While holding to the administration's ''zero option'' on intermediate-range nuclear weapons as the preferred goal for Europe, the American delegation, according to sources traveling with the Weinberger party, is here to listen and not preach. It wants to let West Europeans know that Washington is paying close attention to their concerns, and in fact is quite willing to consider other options.

''The ultimate result is to get rid of these weapons,'' said a senior official aboard the Weinberger flight to Portugal. ''Maybe there are other ways to reach that goal. That's one of the reasons why there's discussion going on about it in Washington.''

''One can imagine interim steps that would be in our interest,'' said another high-level official.

Observers find such comments significant, particularly since the Pentagon has been taking the harder line in resisting any movement away from the administration zero-option proposal, which would halt the planned deployment of 572 US-built Pershing II and ground-launched cruise missiles in NATO countries beginning this December, in return for the dismantling of 351 Soviet SS-20 rockets and other missiles aimed on Western Europe.

Talks in Geneva between the United States and the Soviet Union on the intermediate-range nuclear forces will recess next Monday for two months. Any breakthrough is not expected before then, but evidence grows the US will agree to some interim position.

Such a step is being urged increasingly by the European allies and should be the prime topic for discussions, which begin here today, within NATO's Nuclear Planning Group.

In recent days, government leaders in West Germany, Italy, Britain, and the Netherlands have publicly counseled President Reagan to be more ''flexible'' at Geneva. NATO Secretary-General Joseph Luns, over the weekend, went so far as to describe the American zero option as ''not obtainable.''

At the same time, discussions at what one official calls ''a rather exalted level'' have been taking place within the administration on how to break the Geneva deadlock without sacrificing the ultimate goal of removing the triple-warheaded Soviet SS-20s, which recently increased to 351.

''There are ways to do it,'' says one official known to be a hard-liner.''There may well be some interim positions that would have the effect of dramatizing our flexibility.''

Among those under discussion: reducing NATO's full-deployment goal to something less than 572 missiles in response to a Soviet counteroffer; broadening the basis of discussion to include nuclear-capable aircraft; and deploying some NATO missiles while the Soviets reduce theirs, then holding a ''dismantling party'' at which all such weapons are taken apart in plain view.
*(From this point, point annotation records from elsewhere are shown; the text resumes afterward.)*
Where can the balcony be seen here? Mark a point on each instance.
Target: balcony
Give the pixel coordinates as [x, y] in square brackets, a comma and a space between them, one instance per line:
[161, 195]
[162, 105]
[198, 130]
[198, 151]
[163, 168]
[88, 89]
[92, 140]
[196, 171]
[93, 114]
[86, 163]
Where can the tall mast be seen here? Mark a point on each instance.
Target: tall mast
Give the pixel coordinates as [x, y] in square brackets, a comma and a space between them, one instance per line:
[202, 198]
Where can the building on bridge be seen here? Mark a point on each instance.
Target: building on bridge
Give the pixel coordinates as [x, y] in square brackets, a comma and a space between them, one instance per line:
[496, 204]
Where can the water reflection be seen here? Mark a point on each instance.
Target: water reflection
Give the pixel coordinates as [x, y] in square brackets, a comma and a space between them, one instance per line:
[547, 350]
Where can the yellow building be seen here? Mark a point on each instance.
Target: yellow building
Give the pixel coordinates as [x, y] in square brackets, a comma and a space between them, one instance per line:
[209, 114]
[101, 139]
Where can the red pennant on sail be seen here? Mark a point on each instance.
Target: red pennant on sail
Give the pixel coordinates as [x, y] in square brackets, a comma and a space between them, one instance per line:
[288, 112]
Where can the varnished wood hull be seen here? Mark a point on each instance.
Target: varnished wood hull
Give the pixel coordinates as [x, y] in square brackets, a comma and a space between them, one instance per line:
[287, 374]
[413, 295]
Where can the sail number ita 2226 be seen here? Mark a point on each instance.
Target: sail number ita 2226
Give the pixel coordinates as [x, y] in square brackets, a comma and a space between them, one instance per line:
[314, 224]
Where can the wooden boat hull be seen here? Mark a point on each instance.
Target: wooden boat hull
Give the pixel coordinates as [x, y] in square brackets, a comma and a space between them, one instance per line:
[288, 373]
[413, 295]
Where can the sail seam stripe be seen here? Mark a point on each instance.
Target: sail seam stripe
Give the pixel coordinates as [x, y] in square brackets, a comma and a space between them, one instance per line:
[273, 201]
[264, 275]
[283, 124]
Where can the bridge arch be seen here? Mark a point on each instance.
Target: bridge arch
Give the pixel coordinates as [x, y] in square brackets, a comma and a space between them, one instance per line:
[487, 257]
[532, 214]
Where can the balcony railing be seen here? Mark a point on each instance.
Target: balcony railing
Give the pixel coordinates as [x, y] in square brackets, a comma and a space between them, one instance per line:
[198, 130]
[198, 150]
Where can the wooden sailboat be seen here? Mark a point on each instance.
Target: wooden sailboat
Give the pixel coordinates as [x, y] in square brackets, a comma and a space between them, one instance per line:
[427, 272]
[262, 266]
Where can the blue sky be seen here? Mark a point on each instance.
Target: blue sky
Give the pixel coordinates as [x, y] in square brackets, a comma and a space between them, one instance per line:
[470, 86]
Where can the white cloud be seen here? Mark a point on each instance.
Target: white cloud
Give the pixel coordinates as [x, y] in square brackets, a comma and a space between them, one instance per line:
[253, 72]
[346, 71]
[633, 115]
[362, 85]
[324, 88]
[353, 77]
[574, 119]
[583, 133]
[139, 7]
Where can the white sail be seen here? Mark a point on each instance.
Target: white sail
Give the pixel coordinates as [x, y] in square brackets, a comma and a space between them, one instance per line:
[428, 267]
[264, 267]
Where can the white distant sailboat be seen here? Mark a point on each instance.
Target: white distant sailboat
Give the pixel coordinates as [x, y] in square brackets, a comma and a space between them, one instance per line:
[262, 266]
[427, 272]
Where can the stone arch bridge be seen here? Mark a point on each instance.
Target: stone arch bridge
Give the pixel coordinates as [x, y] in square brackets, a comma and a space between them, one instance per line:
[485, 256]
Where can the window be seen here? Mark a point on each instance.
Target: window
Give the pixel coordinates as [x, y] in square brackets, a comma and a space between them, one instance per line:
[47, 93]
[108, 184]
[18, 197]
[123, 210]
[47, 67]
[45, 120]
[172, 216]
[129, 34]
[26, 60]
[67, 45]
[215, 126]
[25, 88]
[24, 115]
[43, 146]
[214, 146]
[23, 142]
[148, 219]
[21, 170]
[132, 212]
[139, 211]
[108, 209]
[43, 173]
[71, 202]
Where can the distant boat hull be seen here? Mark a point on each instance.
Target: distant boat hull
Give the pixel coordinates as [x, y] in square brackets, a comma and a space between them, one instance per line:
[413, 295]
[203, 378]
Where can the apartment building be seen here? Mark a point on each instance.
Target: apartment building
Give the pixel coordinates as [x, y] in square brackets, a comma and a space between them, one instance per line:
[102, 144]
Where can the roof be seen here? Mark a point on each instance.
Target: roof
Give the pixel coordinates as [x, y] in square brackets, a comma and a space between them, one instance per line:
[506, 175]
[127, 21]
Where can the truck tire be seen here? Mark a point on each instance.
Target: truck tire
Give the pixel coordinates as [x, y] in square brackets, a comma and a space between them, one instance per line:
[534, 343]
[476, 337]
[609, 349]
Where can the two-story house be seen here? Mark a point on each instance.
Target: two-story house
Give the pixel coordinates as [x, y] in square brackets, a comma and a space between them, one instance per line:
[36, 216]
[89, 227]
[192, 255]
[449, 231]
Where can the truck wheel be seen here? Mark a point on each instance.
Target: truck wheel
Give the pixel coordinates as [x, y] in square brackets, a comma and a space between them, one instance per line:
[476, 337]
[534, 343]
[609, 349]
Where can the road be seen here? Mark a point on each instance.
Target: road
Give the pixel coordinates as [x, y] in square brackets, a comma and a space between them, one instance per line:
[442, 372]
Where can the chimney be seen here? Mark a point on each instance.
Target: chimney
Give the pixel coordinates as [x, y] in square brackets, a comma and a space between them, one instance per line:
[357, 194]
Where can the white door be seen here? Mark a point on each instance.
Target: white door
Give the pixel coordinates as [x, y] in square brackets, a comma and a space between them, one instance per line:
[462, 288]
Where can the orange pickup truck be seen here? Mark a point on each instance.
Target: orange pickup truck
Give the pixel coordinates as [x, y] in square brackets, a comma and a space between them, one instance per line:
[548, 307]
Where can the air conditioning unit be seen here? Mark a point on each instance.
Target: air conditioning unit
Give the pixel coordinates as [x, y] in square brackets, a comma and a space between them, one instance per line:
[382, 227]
''There are a lot of possibilities,'' said a senior US defense official, describing additional instructions likely to be given to US negotiators during the hiatus before talks resume in June on intermediate-range forces. But none of this is expected to happen quickly or easily, and political volatility on both sides of the Atlantic is an important factor.
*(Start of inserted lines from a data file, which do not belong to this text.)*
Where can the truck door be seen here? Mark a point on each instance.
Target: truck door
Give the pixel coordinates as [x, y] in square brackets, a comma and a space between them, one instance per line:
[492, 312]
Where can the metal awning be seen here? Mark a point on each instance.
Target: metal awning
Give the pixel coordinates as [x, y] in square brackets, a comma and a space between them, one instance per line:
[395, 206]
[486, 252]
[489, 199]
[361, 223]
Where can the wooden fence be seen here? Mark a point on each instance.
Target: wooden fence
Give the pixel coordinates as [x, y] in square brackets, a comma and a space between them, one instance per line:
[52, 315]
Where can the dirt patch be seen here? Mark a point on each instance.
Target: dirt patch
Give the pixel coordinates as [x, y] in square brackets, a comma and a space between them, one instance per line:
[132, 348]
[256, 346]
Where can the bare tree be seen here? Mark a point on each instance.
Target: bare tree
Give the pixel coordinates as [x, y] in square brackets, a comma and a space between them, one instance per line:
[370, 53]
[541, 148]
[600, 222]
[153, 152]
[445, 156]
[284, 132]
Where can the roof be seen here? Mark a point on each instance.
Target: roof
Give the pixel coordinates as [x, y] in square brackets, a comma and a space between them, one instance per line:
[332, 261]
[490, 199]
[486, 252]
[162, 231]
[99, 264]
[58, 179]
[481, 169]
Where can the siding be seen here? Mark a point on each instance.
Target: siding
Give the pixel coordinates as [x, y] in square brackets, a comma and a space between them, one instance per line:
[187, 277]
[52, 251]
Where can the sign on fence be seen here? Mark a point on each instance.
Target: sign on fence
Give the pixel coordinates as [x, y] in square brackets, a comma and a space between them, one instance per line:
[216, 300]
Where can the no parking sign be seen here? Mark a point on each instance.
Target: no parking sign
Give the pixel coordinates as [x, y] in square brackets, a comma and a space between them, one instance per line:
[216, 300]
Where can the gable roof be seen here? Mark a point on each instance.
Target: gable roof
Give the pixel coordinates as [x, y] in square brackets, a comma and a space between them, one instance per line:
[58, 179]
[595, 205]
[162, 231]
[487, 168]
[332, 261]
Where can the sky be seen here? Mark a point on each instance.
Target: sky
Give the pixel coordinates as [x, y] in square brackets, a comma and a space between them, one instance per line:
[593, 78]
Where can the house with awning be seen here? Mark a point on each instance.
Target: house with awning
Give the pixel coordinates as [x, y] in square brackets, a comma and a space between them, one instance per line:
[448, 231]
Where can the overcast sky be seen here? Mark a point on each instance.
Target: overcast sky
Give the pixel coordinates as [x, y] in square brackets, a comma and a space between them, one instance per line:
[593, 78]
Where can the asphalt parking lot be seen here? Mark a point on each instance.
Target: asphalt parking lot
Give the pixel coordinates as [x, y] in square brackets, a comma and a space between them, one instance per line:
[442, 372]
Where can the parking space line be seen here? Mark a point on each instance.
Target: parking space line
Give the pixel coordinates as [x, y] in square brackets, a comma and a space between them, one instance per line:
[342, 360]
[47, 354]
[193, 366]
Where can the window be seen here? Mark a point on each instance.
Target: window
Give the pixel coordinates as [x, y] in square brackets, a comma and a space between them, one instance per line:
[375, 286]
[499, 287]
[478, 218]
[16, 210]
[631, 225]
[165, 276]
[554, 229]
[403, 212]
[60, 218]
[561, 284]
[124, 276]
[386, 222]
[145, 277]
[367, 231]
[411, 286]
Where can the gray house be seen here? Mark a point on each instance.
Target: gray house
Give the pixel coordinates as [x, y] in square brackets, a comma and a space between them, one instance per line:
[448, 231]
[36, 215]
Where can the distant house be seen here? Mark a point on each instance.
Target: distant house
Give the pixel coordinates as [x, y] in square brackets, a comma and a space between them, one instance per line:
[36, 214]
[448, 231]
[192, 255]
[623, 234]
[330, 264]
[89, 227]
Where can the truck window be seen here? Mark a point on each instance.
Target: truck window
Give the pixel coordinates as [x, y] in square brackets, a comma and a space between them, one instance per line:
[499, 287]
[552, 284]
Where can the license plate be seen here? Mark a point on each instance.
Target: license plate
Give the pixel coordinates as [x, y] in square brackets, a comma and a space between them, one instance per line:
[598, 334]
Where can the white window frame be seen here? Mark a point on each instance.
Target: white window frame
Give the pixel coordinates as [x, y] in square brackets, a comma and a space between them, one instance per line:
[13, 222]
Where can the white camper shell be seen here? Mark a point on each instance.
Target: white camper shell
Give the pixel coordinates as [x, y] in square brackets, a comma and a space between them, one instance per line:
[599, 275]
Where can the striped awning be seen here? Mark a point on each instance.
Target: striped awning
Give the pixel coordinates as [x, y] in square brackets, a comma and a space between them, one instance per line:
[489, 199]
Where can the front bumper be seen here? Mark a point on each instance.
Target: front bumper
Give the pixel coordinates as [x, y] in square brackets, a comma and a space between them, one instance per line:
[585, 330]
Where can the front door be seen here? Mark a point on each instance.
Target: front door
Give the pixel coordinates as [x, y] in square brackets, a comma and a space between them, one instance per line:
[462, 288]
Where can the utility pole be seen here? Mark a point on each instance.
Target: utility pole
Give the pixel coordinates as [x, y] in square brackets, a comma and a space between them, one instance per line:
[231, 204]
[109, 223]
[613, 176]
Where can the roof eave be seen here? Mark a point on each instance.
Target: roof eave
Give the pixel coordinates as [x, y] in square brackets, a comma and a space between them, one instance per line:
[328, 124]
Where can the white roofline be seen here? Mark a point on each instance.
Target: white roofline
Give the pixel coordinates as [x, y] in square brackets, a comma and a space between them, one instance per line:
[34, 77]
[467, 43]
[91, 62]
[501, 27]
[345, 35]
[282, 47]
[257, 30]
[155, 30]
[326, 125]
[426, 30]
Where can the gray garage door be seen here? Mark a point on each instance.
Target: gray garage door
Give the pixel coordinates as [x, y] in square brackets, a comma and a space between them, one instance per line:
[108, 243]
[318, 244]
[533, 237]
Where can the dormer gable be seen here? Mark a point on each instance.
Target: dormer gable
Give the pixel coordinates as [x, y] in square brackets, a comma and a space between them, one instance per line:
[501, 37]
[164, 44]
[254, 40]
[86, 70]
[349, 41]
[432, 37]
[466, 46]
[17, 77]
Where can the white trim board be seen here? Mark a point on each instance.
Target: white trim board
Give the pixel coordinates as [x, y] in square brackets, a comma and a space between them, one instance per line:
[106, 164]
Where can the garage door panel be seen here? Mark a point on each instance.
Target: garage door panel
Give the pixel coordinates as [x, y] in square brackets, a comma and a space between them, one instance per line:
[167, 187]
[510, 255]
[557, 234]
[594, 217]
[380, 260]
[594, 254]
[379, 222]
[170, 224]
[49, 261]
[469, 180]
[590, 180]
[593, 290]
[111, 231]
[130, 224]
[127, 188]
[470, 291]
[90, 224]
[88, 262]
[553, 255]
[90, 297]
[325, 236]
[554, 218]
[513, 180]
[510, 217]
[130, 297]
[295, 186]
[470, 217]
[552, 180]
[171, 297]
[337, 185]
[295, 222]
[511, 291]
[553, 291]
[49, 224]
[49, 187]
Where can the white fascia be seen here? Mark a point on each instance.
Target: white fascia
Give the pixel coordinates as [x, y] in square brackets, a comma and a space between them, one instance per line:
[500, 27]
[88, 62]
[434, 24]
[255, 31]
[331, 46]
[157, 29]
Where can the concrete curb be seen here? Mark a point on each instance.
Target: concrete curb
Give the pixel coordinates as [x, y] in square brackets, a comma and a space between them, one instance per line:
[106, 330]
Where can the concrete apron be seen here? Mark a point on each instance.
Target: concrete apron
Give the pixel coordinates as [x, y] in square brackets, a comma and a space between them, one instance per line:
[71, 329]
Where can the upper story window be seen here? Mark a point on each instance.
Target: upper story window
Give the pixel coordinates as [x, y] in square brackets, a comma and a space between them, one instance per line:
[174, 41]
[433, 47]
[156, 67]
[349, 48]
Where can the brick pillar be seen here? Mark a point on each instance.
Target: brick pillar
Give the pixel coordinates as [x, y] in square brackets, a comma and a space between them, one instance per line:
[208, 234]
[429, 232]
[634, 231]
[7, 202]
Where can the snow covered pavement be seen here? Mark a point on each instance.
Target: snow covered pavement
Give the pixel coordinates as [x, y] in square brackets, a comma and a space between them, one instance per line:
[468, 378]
* The US is holding firm to the four principles outlined by President Reagan: equal levels of weapons on both sides; no inclusion of French and British strategic forces in the talks; not allowing the Soviets merely to move the mobile rockets east of the Urals; and an ability to verify an arms agreement.

To these, a senior US defense official added a fifth principle: Don't diminish NATO conventional forces by bargaining away aircraft which are ''dual-capable' (able to carry nuclear or nonnuclear arms) and in which the Soviet Union has a distinct advantage.

''It would be a bitter irony if, in order to achieve an agreement affecting nuclear forces, we were to so impair our conventional capability that we would become even more dependant on our nuclear forces than we are today,'' said a high-level source.

* There still is serious question whether the US will deploy its MX strategic missile on home soil, a prospect noted with some irony by West Europeans. Meanwhile, the American nuclear freeze movement is being watched with keen interest here.

So too is the continuing flap in Washington over the Senate's resistance to confirming Kenneth Adelman as Reagan's choice as director of the Arms Control and Disarmament Agency (ACDA). In the view of some West Europeans, this reinforces the impression that the Reagan administration is less than fully enthusiastic about arms control.

The feeling among US officials is that the Soviet Union stalled in Geneva before the West German election March 6, which reaffirmed Chancellor Helmut Kohl's relatively conservative mandate. European antinuclear rallies planned for Easter may be a key staging point for US-Soviet negotiations.